Uma das mudanças mais visíveis para o consumidor começa agora. A partir de janeiro de 2026, as notas fiscais eletrônicas passaram a destacar separadamente os valores de CBS e IBS. É a primeira vez que o brasileiro verá exatamente quanto de imposto está pagando em cada compra.

Hoje, os tributos sobre consumo ficam embutidos no preço. Você paga R$ 10 por um produto sem saber que R$ 3 ou R$ 4 são impostos. Com a reforma completa, o IBS e a CBS aparecerão de forma explícita, como acontece em países europeus.

Período de adaptação

Em 2026, a Receita Federal anunciou que não haverá penalidades por erros na declaração dos novos tributos. O foco é a adaptação dos sistemas das empresas. A cobrança efetiva da CBS em alíquota plena começa somente em 2027.

O que NÃO muda com a reforma tributária

A reforma tributária aprovada foca exclusivamente nos tributos sobre consumo. Outros impostos continuam como estão, pelo menos por enquanto:

  • Imposto de Renda (IRPF e IRPJ): sem mudanças na reforma atual. A discussão sobre tributação de dividendos está em outro projeto.
  • IOF: permanece, assim como todas as suas modalidades sobre crédito, câmbio e seguros.
  • IPTU e ITBI: impostos municipais sobre imóveis continuam inalterados.
  • Contribuição Previdenciária (INSS): não está no escopo da reforma de consumo.
  • IPVA: imposto estadual sobre veículos permanece.

Acompanhe o impacto da reforma nos dados de arrecadação

O Impostômetro atualiza os dados de arrecadação com base nas fontes oficiais. Compare como os tributos federais evoluem ao longo da transição.

Conclusão

A reforma tributária de 2026 é um processo de longo prazo que durará até 2033. Para o cidadão, as mudanças mais imediatas são a transparência na nota fiscal e a extinção gradual dos impostos que encarecem produtos e serviços no dia a dia. Para empresas, a simplificação promete reduzir o tempo gasto com obrigações fiscais.

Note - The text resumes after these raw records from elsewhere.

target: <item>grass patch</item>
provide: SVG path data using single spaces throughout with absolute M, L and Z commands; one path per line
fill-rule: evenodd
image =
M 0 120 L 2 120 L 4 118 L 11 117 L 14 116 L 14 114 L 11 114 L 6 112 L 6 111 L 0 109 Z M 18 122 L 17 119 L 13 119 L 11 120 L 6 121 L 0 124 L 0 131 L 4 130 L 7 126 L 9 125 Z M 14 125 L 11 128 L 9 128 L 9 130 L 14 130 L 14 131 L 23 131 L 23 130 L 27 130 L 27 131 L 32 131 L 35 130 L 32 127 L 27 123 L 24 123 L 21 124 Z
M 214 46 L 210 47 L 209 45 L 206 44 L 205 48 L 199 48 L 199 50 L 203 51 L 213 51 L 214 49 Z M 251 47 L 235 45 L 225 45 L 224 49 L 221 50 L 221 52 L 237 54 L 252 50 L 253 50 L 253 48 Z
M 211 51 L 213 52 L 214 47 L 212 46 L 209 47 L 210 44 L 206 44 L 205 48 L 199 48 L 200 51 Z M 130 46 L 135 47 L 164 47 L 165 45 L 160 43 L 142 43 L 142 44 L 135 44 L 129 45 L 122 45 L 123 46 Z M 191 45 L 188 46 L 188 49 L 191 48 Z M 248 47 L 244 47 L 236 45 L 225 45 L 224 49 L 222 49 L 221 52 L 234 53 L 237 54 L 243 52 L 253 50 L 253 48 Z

O sucesso da reforma dependerá de como estados e municípios se adaptam à partilha de receitas do IBS e de como a alíquota padrão será calibrada nos próximos anos. O Impostômetro acompanhará essa transição com dados atualizados de arrecadação ao longo de todo o período.

Perguntas Frequentes

O que é a reforma tributária aprovada em 2023?
A Emenda Constitucional 132, aprovada em dezembro de 2023, é a maior reforma do sistema tributário brasileiro desde a Constituição de 1988. Ela substitui cinco tributos sobre consumo (PIS, COFINS, IPI, ICMS e ISS) por dois novos: o IBS (estadual e municipal) e a CBS (federal), além de criar o Imposto Seletivo para produtos nocivos.
Quando a reforma tributária entra em vigor de verdade?
O processo é gradual. Em 2026, CBS e IBS cobram alíquotas-teste mínimas sem impacto tributário real. Em 2027, a CBS entra em vigor plena com extinção de PIS e COFINS. De 2029 a 2032, ICMS e ISS são reduzidos progressivamente enquanto o IBS aumenta. Em 2033, o sistema antigo é completamente extinto.
A reforma tributária vai aumentar os preços?
Depende do produto e do setor. Bens essenciais como alimentos, medicamentos e serviços de saúde têm alíquota reduzida ou zero. Produtos supérfluos ou prejudiciais à saúde podem ficar mais caros pelo Imposto Seletivo. No geral, o objetivo é que a carga total não aumente, mas setores intensivos em serviços podem sentir elevação de carga.
O que é o IBS?
O IBS (Imposto sobre Bens e Serviços) é um tributo de competência compartilhada entre estados e municípios que substituirá o ICMS e o ISS. Ele funciona com o princípio da não cumulatividade plena, ou seja, cada elo da cadeia produtiva pode descontar o IBS pago na etapa anterior, evitando o efeito cascata dos impostos atuais.
O que é a CBS?
A CBS (Contribuição sobre Bens e Serviços) é o equivalente federal do IBS. Ela substitui o PIS e a COFINS, unificando-os em um único tributo com alíquota uniforme e crédito financeiro amplo. A CBS será administrada pela Receita Federal, assim como seus predecessores.